Similarly, the Permanent Secretary, Federal Ministry of Works, D.S. Kigbu called on Structural Engineers to champion what he called ‘structural integrity and reliability.’
He regretted the number of Nigerians dying as a result of bad structures and tasked the engineers to step up action to put an end to collapse of structures and other engineering problems.
The President of the Nigerian Society of Engineers (NSE), Isaac Ademola Olorunfemi, said the Society was considering an Infrastructural Scorecard for states in the country to ginger governments in their developmental strides.
Agusto & Co believes that public private partnerships (PPP) are the key opportunities for continuous growth in the Nigerian Cement Industry in the short to medium term considering the slowdown in revenue accruing to FGN amidst fiscal discipline and stringent debt management practices.
Cement demand is closely linked to the overall economic growth, particularly the housing and infrastructure sector.
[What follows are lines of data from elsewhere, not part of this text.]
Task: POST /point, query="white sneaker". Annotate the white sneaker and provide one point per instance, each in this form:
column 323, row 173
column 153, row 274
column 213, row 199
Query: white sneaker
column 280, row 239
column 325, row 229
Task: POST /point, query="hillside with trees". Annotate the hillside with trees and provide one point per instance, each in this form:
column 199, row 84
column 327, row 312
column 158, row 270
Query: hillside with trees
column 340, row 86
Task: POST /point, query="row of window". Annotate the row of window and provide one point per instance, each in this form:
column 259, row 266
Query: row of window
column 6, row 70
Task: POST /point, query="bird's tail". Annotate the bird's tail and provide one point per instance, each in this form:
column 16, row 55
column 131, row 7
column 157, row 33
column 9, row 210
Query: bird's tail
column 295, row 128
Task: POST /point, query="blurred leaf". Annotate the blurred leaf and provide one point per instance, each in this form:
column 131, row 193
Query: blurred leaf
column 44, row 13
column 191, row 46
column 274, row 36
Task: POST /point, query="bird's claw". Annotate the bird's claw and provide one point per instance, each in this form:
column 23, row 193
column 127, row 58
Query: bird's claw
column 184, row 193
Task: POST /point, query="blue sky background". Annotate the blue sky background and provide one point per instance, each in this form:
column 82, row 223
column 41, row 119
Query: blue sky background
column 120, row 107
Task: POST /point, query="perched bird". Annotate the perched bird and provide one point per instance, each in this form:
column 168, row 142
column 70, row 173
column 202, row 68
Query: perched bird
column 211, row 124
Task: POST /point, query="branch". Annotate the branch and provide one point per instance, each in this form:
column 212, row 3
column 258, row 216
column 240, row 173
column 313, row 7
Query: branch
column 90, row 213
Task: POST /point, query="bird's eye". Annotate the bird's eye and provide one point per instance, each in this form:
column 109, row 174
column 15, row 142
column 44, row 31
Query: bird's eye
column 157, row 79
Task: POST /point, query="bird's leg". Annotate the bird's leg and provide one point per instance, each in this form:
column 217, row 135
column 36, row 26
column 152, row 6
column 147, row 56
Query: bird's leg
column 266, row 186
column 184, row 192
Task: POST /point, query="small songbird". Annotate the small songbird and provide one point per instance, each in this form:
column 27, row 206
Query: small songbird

With the federal government providing a boost to the infrastructure and various housing projects coming up in urban as well as rural areas, the cement sector has enough scope for development in the future.
The weakness in the international crude oil prices and other commodities should help bring costs under control and improve profitability of the sector. If inflation comes under control, a likely lowering of interest rates would be a big positive for the cement sector. Despite the current challenges that dent the growth of the industry, the long term drivers for growth remain intact. Higher government spending on infrastructure, robust growth in rural housing and rising per capita incomes are likely to augur well for the cement sector.